Two searing images lodge in the mind after watching Costa-Gavras' controversial indictment of alleged Vatican indifference to the Holocaust.
In the first scene, we see a group of mentally ill Germans happily cheering a Nazi rally, then being meekly led, by smiling nurses, to a cell attached by a hose to a diesel engine.
Secondly, a group of Nazis, resplendent in their black SS uniforms, peer through the spy hole of a gas chamber as the desperate scufflings of the inmates make the sealed door thud.
It's just a shame the rest of this movie cannot sustain the levels of emotional intensity achieved in the first reel, as it slowly settles back into a worthy but dull tirade against Pope Pius XII.

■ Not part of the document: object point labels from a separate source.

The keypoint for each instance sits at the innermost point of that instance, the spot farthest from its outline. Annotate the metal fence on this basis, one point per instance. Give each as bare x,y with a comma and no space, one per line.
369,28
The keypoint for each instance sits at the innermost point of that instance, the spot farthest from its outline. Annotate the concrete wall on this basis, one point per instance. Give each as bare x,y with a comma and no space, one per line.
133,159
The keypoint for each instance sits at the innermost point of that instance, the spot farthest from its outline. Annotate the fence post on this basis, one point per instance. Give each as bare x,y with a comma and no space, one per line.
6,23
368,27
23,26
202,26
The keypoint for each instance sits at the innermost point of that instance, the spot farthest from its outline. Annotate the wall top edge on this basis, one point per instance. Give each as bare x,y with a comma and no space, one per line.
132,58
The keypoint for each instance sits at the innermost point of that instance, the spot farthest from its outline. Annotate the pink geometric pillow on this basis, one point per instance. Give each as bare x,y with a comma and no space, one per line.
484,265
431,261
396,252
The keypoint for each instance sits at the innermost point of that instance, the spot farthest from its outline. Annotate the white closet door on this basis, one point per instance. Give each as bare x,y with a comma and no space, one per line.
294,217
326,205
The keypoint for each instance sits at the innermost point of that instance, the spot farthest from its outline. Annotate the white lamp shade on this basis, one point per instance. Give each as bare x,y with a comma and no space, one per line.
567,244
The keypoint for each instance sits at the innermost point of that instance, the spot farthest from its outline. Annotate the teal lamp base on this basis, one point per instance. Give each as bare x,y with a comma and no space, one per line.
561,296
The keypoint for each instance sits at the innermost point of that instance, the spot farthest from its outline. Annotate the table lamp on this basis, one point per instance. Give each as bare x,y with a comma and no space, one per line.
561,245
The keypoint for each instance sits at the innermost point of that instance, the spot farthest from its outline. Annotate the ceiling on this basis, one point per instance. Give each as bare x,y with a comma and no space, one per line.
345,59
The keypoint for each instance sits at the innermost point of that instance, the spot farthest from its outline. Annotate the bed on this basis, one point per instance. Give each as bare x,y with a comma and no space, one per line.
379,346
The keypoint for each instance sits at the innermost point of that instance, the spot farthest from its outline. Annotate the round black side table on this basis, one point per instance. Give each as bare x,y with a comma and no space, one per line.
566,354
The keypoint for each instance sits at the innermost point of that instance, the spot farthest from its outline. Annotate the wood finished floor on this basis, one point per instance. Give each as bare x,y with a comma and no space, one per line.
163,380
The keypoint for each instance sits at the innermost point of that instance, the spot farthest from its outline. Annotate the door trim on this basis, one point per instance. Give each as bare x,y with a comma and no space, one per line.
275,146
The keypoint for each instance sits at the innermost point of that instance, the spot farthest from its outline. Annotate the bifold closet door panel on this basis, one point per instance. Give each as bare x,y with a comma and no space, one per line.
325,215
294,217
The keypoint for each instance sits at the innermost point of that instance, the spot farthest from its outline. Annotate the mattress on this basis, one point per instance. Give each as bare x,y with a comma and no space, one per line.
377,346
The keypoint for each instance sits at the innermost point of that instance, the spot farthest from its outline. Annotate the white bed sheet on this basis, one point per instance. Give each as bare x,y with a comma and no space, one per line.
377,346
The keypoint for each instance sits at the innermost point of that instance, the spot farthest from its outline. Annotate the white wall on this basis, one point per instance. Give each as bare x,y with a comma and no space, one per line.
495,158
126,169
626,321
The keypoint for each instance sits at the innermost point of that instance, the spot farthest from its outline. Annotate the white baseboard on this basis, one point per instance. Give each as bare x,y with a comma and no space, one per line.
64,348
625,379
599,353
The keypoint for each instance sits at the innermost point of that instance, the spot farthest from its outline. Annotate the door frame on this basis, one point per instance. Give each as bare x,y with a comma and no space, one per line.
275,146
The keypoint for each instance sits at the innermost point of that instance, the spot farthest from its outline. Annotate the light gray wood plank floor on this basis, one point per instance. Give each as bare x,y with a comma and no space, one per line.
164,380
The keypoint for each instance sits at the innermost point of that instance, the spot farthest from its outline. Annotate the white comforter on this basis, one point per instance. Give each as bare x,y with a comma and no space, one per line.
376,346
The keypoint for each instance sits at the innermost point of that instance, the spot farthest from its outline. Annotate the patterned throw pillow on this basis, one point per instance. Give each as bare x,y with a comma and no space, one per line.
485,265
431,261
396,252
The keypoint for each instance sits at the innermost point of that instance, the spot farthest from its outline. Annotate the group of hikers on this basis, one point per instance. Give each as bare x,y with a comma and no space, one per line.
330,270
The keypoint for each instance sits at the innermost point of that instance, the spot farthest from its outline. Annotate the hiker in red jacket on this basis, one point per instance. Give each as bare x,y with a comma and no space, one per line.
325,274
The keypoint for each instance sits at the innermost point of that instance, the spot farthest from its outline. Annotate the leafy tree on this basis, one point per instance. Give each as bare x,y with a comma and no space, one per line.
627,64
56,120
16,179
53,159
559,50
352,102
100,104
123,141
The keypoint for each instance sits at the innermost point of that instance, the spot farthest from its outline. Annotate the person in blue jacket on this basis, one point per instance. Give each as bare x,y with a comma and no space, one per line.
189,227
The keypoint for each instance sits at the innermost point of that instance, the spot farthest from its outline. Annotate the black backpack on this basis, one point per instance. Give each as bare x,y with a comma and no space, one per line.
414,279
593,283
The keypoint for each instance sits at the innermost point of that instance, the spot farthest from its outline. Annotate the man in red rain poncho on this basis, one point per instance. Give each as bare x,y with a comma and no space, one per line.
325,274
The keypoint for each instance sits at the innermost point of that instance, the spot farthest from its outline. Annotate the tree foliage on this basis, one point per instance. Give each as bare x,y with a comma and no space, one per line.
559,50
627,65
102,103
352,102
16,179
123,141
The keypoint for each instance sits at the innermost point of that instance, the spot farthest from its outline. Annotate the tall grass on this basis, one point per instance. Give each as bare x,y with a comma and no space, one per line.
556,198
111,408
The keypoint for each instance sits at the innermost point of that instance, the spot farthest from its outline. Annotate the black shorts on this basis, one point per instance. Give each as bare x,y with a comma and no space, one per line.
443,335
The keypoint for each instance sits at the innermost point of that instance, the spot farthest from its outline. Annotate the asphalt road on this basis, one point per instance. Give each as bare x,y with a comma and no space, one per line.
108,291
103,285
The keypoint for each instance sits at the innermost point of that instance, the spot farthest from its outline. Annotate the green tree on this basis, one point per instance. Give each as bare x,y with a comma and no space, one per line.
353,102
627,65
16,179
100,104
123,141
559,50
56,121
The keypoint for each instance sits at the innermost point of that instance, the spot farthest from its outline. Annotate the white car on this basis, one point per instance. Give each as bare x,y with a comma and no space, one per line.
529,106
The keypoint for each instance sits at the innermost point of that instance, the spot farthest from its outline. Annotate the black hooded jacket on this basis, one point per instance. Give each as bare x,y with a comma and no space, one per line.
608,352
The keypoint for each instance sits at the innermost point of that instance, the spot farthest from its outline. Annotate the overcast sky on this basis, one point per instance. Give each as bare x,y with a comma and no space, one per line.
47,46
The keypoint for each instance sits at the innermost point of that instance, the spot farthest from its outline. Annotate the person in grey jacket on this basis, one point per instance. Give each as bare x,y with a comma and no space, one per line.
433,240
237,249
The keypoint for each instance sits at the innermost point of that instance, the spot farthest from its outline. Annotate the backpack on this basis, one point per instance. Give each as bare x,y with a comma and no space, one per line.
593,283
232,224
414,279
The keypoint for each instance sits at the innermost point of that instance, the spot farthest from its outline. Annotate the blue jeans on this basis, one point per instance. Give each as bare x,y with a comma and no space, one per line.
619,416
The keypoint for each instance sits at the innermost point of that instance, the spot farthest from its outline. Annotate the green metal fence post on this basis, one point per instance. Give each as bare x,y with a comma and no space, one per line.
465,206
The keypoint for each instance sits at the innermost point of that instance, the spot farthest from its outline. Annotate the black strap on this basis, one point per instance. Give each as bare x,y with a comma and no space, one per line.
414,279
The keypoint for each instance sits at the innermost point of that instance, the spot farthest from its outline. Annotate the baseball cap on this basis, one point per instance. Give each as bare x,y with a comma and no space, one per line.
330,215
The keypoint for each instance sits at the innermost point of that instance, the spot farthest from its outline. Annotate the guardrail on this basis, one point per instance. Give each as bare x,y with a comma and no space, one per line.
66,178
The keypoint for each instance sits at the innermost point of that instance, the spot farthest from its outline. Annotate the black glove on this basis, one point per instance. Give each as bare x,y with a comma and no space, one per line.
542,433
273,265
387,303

We see Berlin-based Father Ricardo (Kassovitz) consistently imploring the Vatican to act after he is given evidence of the Holocaust by SS officer Kurt Gerstein (Tukur), who has personally witnessed the Final Solution.
However, the Pope insists the German war machine must be allowed to function - death camps and all - so it can crush the greater evil... Stalin.
Funnily enough, Pius is given a relatively easy ride by Costa-Gavras - recent studies accuse him of flagrant anti-Semitism, and one biographer even brands him Hitler's Pope.
Ricardo is a fictional character, but the other central character - Gerstein - existed and is actually the more interesting... like Oskar Schindler one of the 'Good Germans'.
A staunch Christian, he found himself in the Waffen SS supervising the distribution of Zyklon-B to the death camps, a position he justified by claiming it gave him a rare insight into the Nazi heart of darkness.
You hope this film - which caused a storm among right-wing Catholic groups in Italy and France - will open a healthy debate in the manner Spielberg achieved in Schindler's List.
However, all too often it tips over into melodrama and the dialogue disintegrates into a series of well-meant but contrived speeches randomly tacked together.
It would have been more compelling if Costa-Gavras had stuck to Gerstein's enthralling story. Instead we get a sprawling, indigestible condemnation of Papal apathy as the cattle trucks rolled east.